Au regard de cette dernière exigence, la déchéance du droit aux intérêts prononcée à l’encontre du prêteur doit donc également comprendre les intérêts au taux légal.
Il convient, en conséquence, d’écarter toute application des articles 1231-6 et 1231-7 du code civil et L 313-3 du code monétaire et financier et de dire que les sommes dues au prêteur ne produiront aucun intérêt, même au taux légal.
Les sommes dues se limiteront par conséquent à la somme de 4654,80 euros, correspondant à la différence entre le montant effectivement débloqué au profit de Mme [N] [J] [R] (7088 euros) et celui, justifié et non contesté, des règlements effectués par cette dernière (2433,20 euros).
L. 313-49 du Code de la consommation, selon lequel aucune indemnité ni aucun coût autres que ceux qui sont mentionnés aux articles L.312-21 et L.312-22 du Code de la consommation ne peuvent être mis à la charge de l’emprunteur dans les cas de remboursement par anticipation ou de défaillance prévus par ces articles, fait obstacle à l’application de la capitalisation des intérêts prévue par l’article 1343-2 du code civil.
En conséquence, la demande de capitalisation des intérêts sera rejetée.

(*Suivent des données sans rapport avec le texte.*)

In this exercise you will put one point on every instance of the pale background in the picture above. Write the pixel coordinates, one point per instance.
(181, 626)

Sur les frais du procès et l’exécution provisoire
En application de l’article 696 du code de procédure civile, Mme [Z] [R], qui succombe à l’instance, sera condamnée aux dépens.

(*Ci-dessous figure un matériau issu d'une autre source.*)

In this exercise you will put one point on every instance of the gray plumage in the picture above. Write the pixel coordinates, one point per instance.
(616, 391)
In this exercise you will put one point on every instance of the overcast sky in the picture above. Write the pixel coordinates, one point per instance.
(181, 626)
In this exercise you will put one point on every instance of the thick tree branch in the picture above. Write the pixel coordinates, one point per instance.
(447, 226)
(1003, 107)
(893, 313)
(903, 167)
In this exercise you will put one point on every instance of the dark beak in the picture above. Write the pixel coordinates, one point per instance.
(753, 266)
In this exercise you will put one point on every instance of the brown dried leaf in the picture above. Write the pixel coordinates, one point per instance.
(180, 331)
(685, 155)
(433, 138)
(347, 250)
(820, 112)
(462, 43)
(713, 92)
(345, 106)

En revanche, l’équité et la situation économique respective des parties commandent d’écarter toute condamnation au titre de l’article 700 du code de procédure civile.
Enfin, selon l’article 514 du code de procédure civile, les décisions de première instance sont de droit exécutoires à titre provisoire à moins que la loi ou la décision rendue n’en dispose autrement. Selon l’article 514-1 du même code, le juge peut néanmoins écarter l’exécution provisoire de droit, en tout ou partie, s’il estime qu’elle est incompatible avec la nature de l’affaire. Il statue, d’office ou à la demande d’une partie, par décision spécialement motivée.
En l’espèce, compte tenu du montant et de l’ancienneté de la dette et de l’absence totale de reprise du paiement des mensualités de crédit depuis l’assignation, il n’y a pas lieu d’écarter l’exécution provisoire de la présente décision.
PAR CES MOTIFS,
La juge des contentieux de la protection, statuant après débats publics, par jugement mis à disposition au greffe, réputé contradictoire et en premier ressort,
PRONONCE la déchéance totale du droit aux intérêts de la société BNP PARIBAS PERSONAL FINANCE au titre du crédit souscrit le 13 janvier 2022 et de l’avenant en date du 25 juillet 2023 souscrits par Mme [N] [J] [R],
ÉCARTE l’application des articles 1231-6 et 1231-7 du code civil et L.313-3 du code monétaire et financier,
CONDAMNE Mme [N] [J] [R] à payer à la société BNP PARIBAS PERSONAL FINANCE la somme de 4654,80 euros (quatre mille six cent cinquante-quatre euros et quatre-vingts centimes), à titre de restitution des sommes versées en application du contrat précité,
DIT que cette somme ne produira pas d’intérêt, même au taux légal,
DÉBOUTE la société BNP PARIBAS PERSONAL FINANCE du surplus de ses demandes,
DIT n’y avoir lieu d’écarter l’exécution provisoire de la présente décision,
DIT n’y avoir lieu à condamnation au titre de l’article 700 du code de procédure civile,
CONDAMNE Mme [N] [J] [R] aux dépens.
Ainsi signé par la juge et la greffière susnommées et mis à disposition des parties le 3 juillet 2025.